皆が羨む理想の家族
「おめでとうございます。元気な赤ちゃんですよ」
その日、新たな命が誕生した。夫婦にとっては待ちに待った瞬間だった。
抱えきれないほどの祝福に包まれ、三人は笑いの絶えない理想の家庭を築いた。
しかし、子どもが一歳になる頃、周りの人々は妙なことを噂し始める。
「ねぇ、あなた……周りの人が私たちの事、なんて噂してるか知ってる?」
「ん?噂?」
「そう、こんなこと言いたくないんだけど……この子、あまりにも私たちに似てないと思わない?」
「…………皆が噂してるってのはそのことかい?」
「うん……」
「…………お前、もしかして!!」
「違うわ!この子はあたしとあなたの子よ!それだけは間違いないわ!!」
「じゃあ、なんだってこの子は僕たちに似てないんだ!!!」
「……そんなの……わかんないわよ……」
妻は泣きだした。気まずい雰囲気が流れる。
しばし沈黙があり、重い空気の中、夫が口を開いた。
「……いや、怒鳴ったりして悪かった。実は、隠してたわけではないんだが、どうも言うタイミングがなくてここまで黙ってたんだ。すまん」
「え?なに?何を黙ってたの?」
夫は無言で免許証を妻に差し出した。その手はかすかに震えていた。
「え、これって……」
その免許証には妻の知らない男が写っていた。しかし、男の顔には愛してやまない我が子の面影があった。
「これって……」
「今まで隠しててごめん……」
またしても沈黙が二人を包む。外で子どもの笑い声がした。
それがきっかけになったのか、妻も声を震わせ喋り出した。
「……いいのよ、そんなこと、さっきはいきなり泣き出してごめんなさい。」
「そんな、謝るのは俺の……」
「違うの!!謝るのはあたしも一緒。……これ、見てくれる??」
そう言って妻は携帯電話の画面を見せた。そこに写っていたのは笑顔の女、お世辞にも美人とは言えない。しかし、それは我が子が笑った時の表情にそっくりだった。

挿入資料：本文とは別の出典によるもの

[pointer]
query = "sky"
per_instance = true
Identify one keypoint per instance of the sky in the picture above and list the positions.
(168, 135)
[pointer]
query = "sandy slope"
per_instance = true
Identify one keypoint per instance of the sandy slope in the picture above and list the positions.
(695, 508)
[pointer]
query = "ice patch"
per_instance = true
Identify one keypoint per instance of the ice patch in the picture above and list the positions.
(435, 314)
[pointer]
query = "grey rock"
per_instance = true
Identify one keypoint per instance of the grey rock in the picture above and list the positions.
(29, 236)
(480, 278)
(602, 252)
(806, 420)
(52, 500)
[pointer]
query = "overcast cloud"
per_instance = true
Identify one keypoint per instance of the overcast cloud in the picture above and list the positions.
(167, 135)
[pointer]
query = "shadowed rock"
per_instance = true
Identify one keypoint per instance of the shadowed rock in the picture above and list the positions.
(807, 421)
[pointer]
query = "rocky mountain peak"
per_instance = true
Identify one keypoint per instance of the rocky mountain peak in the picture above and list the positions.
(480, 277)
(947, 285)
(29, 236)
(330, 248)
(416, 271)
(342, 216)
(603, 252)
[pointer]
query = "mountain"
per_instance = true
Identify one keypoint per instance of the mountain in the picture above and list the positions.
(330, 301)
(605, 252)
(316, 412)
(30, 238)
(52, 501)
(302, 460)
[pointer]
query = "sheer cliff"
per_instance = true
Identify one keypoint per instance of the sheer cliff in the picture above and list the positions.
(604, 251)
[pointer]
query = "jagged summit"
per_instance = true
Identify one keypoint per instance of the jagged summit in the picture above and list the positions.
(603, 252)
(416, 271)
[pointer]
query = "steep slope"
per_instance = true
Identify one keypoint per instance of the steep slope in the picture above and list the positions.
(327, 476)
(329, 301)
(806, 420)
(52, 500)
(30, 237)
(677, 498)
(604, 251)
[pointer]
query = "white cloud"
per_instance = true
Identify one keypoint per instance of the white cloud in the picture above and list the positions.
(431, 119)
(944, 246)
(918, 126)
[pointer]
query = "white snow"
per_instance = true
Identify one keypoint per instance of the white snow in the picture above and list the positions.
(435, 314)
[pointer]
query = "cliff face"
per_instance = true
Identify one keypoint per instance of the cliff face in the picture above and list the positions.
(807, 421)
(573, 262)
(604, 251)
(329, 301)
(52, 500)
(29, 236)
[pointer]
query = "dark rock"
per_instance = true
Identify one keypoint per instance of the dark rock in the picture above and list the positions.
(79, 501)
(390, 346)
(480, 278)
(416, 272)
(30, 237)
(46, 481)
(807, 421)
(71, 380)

「……騙すつもりはなかったの。けどあなたに嫌われるのが怖くて、つい……」
夫は少しの間、黙って下を向いていたが、やがて安心したような口調で喋り出した。
「……いや、いいんだ、君が責任を感じることはないよ。それに、その気持ちは俺にも痛いほどわかる。自分に自信が持てないその気持ち……打ち明けてくれてありがとう」
「……本当にごめんなさい」
それを聞いて夫はフフッと笑う。妻もそれを見てクスリと笑った。
しかしすぐに妻は真顔になり、夫にまくしたてる。
「けど、どうしましょう。このままじゃご近所中に変な噂が立って私たちここで暮らしていけなくなるわ!」
「……」
「せっかく幸せに暮らしてたのに!!」
「……わかった、僕に考えがある。君も付いてきてくれ」
そういうと夫は隣で寝ていた我が子を抱きあげ、車に乗せ、ある場所に連れていった。
そこは整形外科だった。
それからしばらく月日がたち、三人にまつわる変な噂は消え、家族は再び周りが羨む穏やかな日々を過ごしていた。
その幸せの中心にはいつも子どものはじける笑顔があった。